SWEDEN – Peter Norman, Sweden's financial markets minister, has voiced scepticism about the possibility of limiting the number of funds within the national defined contribution system, the PPM.

The minister said he preferred the current system – where any pensions provider is able to add it funds to the premium pension platform – to having the Swedish Pensions Authority select providers.

Speaking at a conference arranged by Swedish-language pensions news site Pensionsnyheterna, Norman questioned the Pensions Authority's ability to act as gatekeeper of the PPM.

He acknowledged that the current system had put "a lot of pressure and demands on customers", but he warned there would always be the risk that a well-performing provider would be excluded.
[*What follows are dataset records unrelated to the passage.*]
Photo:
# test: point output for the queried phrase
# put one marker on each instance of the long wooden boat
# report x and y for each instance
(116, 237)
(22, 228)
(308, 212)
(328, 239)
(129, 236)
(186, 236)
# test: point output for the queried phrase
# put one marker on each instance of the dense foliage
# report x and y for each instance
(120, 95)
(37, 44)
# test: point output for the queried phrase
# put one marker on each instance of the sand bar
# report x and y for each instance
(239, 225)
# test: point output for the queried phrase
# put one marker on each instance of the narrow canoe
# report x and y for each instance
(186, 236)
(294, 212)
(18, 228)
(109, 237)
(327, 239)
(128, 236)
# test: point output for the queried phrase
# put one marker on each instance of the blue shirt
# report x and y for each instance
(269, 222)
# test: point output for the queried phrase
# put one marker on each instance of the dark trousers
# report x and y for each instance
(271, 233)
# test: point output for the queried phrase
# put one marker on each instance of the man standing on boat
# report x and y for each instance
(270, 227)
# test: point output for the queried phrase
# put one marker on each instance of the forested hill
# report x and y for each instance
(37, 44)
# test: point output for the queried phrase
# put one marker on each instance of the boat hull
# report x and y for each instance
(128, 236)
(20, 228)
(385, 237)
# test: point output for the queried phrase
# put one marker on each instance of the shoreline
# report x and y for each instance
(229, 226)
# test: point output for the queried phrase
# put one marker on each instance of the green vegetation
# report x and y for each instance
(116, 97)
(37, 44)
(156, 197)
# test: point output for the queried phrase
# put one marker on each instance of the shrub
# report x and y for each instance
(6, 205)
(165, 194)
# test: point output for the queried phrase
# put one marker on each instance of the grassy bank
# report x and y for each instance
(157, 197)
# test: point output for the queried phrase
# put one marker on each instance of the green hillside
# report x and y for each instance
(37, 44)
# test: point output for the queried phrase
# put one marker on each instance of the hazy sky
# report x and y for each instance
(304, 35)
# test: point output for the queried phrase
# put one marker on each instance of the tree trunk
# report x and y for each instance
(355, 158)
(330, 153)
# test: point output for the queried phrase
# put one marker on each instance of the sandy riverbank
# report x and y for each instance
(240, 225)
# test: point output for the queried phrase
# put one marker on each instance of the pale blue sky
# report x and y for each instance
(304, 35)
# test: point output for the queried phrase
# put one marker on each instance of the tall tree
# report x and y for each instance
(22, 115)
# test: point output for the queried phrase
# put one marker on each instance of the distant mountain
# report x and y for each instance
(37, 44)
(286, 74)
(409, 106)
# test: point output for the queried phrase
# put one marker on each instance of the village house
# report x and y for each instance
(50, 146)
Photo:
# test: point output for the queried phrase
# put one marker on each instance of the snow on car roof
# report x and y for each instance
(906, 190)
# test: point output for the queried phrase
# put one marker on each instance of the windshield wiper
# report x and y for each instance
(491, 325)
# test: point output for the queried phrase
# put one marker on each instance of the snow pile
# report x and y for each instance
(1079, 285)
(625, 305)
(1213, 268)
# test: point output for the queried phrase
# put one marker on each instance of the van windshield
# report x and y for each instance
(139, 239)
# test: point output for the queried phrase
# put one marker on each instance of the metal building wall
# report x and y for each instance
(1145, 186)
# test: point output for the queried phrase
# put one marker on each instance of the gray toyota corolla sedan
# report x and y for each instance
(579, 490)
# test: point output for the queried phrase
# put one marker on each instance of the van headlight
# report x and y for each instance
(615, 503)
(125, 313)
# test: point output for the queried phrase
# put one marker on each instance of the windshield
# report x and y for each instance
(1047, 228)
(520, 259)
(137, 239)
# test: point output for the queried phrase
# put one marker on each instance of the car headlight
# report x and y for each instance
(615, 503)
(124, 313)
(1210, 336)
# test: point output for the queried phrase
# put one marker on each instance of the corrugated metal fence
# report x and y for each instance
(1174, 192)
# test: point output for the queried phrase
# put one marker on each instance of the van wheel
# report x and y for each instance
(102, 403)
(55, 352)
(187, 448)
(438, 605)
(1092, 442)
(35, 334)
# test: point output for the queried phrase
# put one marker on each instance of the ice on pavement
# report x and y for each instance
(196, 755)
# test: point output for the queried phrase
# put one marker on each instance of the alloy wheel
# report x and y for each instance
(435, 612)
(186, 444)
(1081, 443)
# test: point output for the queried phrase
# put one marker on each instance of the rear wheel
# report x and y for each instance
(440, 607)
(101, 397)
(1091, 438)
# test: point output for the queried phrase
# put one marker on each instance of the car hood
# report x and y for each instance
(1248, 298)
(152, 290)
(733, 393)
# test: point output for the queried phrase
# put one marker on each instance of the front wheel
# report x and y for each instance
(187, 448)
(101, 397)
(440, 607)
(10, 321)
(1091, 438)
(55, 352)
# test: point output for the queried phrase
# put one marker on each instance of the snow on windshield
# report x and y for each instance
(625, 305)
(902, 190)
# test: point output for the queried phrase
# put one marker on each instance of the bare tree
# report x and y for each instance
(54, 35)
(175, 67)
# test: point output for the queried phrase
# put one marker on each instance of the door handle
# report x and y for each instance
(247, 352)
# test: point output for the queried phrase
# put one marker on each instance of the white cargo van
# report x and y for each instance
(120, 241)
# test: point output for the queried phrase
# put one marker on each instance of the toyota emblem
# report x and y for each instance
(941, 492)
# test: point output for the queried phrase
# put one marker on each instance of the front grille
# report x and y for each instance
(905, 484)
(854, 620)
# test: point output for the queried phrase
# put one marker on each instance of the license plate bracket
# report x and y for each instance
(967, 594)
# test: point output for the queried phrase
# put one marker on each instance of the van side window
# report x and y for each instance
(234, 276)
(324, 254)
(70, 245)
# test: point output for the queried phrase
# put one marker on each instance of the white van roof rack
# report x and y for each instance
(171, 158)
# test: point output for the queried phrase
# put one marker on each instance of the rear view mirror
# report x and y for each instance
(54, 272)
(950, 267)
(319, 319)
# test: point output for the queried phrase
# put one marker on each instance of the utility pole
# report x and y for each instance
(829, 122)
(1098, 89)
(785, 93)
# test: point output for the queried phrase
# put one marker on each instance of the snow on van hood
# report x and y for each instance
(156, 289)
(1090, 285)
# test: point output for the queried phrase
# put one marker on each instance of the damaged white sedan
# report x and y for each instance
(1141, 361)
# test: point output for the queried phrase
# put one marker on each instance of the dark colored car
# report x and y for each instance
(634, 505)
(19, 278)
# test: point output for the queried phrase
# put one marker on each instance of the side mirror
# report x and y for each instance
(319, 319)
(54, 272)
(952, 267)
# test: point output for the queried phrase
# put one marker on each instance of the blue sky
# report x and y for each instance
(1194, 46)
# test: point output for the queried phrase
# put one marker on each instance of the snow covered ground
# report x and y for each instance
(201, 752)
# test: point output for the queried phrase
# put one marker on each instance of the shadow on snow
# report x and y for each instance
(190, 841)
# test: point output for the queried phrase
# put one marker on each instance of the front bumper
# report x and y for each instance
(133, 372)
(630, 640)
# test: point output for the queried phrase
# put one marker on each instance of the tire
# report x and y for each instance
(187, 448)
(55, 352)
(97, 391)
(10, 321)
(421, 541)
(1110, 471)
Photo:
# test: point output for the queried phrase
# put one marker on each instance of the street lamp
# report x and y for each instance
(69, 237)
The minister was also critical of external advisers for PPM customers and hinted that their businesses should "not be allowed to operate" within the system.

In other news, AP2, one of Sweden's buffer funds, welcomed an investigation into Norrporten, a real estate company it owns jointly with AP6.

The inquiry, led by a team of investigative journalists, follows two independent investigations by accountants and lawyers launched on behalf of Norrporten's board earlier this year, which turned up no irregularities from a legal perspective.

AP2 said it welcomed the journalists' inquiry, which was broadcast last week, while conceding that Norrporten had shown a lack of judgment on travel expenses for senior managers and costs relating to staff conferences.

The buffer fund also pointed out that Norrporten was now reviewing its procedures and had introduced a compliance position.

Norrporten has returned more than 280% for AP2 since it was launched in 2001.